On March 28, the Government approved the report on the execution of the Law of Ukraine “On the State Budget for 2017” presented by Minister of Finance Oleksandr Danyliuk.
As the Minister of Finance pointed out, it is for the first time in many years that the budget for 2017 was prepared and adopted on time and within all timelines set by the law. That made it possible to have a proper discussion with the member of the Government and Parliament as well as with the other stakeholders of the budget process.
This discussion process was much more transparent, since all parties had enough time to study the draft budget thoroughly and to make their proposals.
The state budget for 2017 covered all key reforms in the country and ensured the effective use of public funds. In 2017, the Government pursued a well-balanced spending policy to finance the priority needs of the country including:
Defense and security;
Re-payment of debts;
Increasing social welfare standards;
Preferences and subsidies to citizens related to the increased housing utility tariffs etc.

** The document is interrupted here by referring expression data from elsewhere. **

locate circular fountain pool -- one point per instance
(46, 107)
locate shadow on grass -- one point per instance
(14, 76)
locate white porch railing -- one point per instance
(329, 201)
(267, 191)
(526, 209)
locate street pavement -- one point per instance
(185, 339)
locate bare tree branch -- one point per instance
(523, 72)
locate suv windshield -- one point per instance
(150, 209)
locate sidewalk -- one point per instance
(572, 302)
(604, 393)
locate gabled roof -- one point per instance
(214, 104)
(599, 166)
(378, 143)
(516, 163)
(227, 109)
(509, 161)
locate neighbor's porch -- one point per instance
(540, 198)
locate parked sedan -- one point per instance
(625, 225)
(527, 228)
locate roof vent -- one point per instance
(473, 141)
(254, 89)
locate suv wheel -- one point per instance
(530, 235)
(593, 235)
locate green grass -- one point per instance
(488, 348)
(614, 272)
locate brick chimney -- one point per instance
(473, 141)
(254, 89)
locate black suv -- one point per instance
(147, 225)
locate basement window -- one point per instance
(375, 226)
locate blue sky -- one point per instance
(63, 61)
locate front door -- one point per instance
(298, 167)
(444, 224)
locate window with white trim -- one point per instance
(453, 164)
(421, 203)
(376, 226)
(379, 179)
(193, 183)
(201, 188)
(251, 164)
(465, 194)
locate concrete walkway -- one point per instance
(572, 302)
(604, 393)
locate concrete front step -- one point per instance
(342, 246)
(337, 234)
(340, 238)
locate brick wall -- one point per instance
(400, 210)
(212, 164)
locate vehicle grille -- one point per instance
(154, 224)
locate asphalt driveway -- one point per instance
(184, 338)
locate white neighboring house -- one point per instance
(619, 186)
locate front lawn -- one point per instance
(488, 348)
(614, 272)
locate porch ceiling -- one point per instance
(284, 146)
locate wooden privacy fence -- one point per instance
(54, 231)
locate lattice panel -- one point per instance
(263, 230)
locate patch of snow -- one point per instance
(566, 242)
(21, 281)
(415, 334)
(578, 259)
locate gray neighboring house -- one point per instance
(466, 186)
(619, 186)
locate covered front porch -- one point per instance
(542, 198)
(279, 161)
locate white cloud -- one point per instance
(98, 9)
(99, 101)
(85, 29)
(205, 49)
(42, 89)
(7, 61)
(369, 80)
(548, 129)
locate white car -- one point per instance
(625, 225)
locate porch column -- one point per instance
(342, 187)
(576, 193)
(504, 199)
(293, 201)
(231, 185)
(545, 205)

Also, the state budget for 2017 supported the increase of salaries, the pension reform and the increase of pensions, repair of the road network, increase of the salaries for teachers as well as covered the purchase of medicines in the requested amount for the first time.
The deficit of the state budget in 2017 was kept within the limits agreed with the IMF and set by law. The actual deficit of the state budget in 2017 was equal to UAH 47.9 bn, which is 1.6% of the GDP compared to the limit of 2.7% of the GDP.
For the first time since 2011, the correlation between the state debt and government-backed debt and the GDP went down compared to the previous year – from 81% in the end of 2016 to almost 72% in the end of 2017. It means that this correlation is getting close to the “safe” 60% correlation between the state and government-backed debt and the GDP. The key factor contributing to this development is the low budget deficit resulting in a lower demand for loans.
Such results were achieved due to the new approaches implemented in the budget planning. They include clear mid-term targeting and budget regulations including the deficit of the state budget.
The positive changes in the correlation between the said debts and the GDP also result from the new approaches in public debt management including active operations with the public debt implemented by the Ministry of Finance which are aimed to reduce the share of debts nominated in hard currency and to make the schedule of debt payments more stable.
The key results of the state budget in 2017 are as follows:
State budget deficit – lower than 2% of the GDP;
Security and defense spending – 4.8% of the GDP;
Significant increase of the minimum wage, living wage and other social welfare transfers;
Implementation of the pension reform and review of pensions;
Support for citizens due to the increased gas and heating tariffs;
Resumption of public capital investments.
In general, the tax and budget policy of the Government in 2017 ensured a timely reaction to new challenges, helped re-gain financial stability, ensured funding for defense and social welfare as well as enabled important steps in the tax reform and budgetary decentralization.